Landeszeitung Lüneburg: Versuchsballon in Warteschleife Konstantin Kuhle, Generalsekretär der Landes-Liberalen betont: "FDP und Grüne sind keine natürlichen Feinde"
Lüneburg (ots)
Von Joachim Zießler
Lüneburg. Im Parlament ist der 29 Jahre alte Konstantin Kuhle noch ein liberaler Grünschnabel. Doch obwohl er erst seit 2017 für die FDP im Bundestag sitzt, hat sich der langjährige Vorsitzende der Jungen Liberalen nicht versteckt. Im Gegenteil. Vor zwei Tagen widersprach er Partei-Urgestein Wolfgang Kubicki, als der Angela Merkel eine Mitverantwortung für die Ausschreitungen in Chemnitz zuschob. Niemand werde wegen des vor genau drei Jahren gefallenen Spruches - "Wir schaffen das!" - zum Rassisten, befand der Generalsekretär der niedersächsischen FDP. Im März konterte er Roman Reusch von der AfD aus. Als der ehemalige Staatsanwalt das unbefristete Einsperren ausländischer Gefährder forderte, las ihm der liberale Anwalt die Leviten: Wer als Jurist Verfassungswidrigkeit ein "Totschlagargument" nenne, entlarve sich selbst als Verfassungsfeind, sagte Kuhle. Im Interview der Woche lehnt Kuhle die von der CDU angeregte allgemeine Dienstpflicht als "Sommerlochthema" ab und begrüßt die Annäherung der "Diskursparteien" FDP und Grüne. In dem Versuch seiner Partei, mit der Bewegung "En Marche" des französischen Präsidenten Emmanuel Macron eine Fraktionsgemeinschaft im Europäischen Parlament zu bilden, sieht er sogar eine "historische Chance".

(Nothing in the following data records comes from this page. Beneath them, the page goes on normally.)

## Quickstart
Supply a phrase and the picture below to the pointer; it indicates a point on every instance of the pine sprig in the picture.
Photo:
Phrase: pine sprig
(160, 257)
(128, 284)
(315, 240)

Bereuen Sie die liberale Absage an Jamaika? Konstantin Kuhle: Nein. Wenn ich mir vorstelle, dass die gegenwärtige Diskussion über die Aufnahme oder Zurückweisung von Flüchtlingen zwischen CSU und Grünen geführt würden, wären die Konflikte vermutlich deutlich schärfer verlaufen. Hier wäre einer Jamaika-Koalition auf die Füße gefallen, dass in den Gesprächen manche Grundsatzentscheidungen umschifft wurden, beispielsweise die über den Familiennachzug. Eine Richtungsentscheidung war in diesen Sondierungsgesprächen nicht möglich. Die von der großen Koalition beschlossene Beschränkung des Familiennachzugs auf 1000 Personen im Monat bewerten wir kritisch, weil diese Beschränkung ohne klare Kriterien für die Behörden nicht umzusetzen ist. Zudem ist klar, dass es auch Monate geben kann, in denen mehr Menschen Zuflucht gewährt werden muss.
Derzeit profitieren die Grünen vom Jamaika-Aus, während die FDP stagniert. Nur eine Momentaufnahme? Ich habe immer höchsten Respekt davor, wenn politische Mitbewerber bei Umfragen und Wahlen reüssieren. Letztendlich ist es für die FDP ein großer Vertrauensvorschuss, wieder im Bundestag vertreten zu sein. Und die Umfragewerte liegen mit etwa zehn Prozent da, wo sie auch vor der Wahl lagen. Das ist in Ordnung. Ich denke aber schon, dass wir auf Bundes- wie auf Landesebene lernen müssen, dass Grüne und FDP keine natürlichen Feinde sind, sondern gute Kollegen und interessante Gesprächspartner sein müssen. Deswegen begrüße ich es sehr, dass auf Landesebene diskutiert wird, was es an möglichen gemeinsamen Projekten gibt. Auf Bundesebene haben wir das bereits mit der gemeinsamen Initiative zur Abschaffung des Kooperationsverbotes im Bildungssektor gemacht. Diese Verständigung bei einzelnen Projekten gab es vor den Jamaika-Gesprächen zu selten. Anderenfalls hätte es vielleicht funktioniert.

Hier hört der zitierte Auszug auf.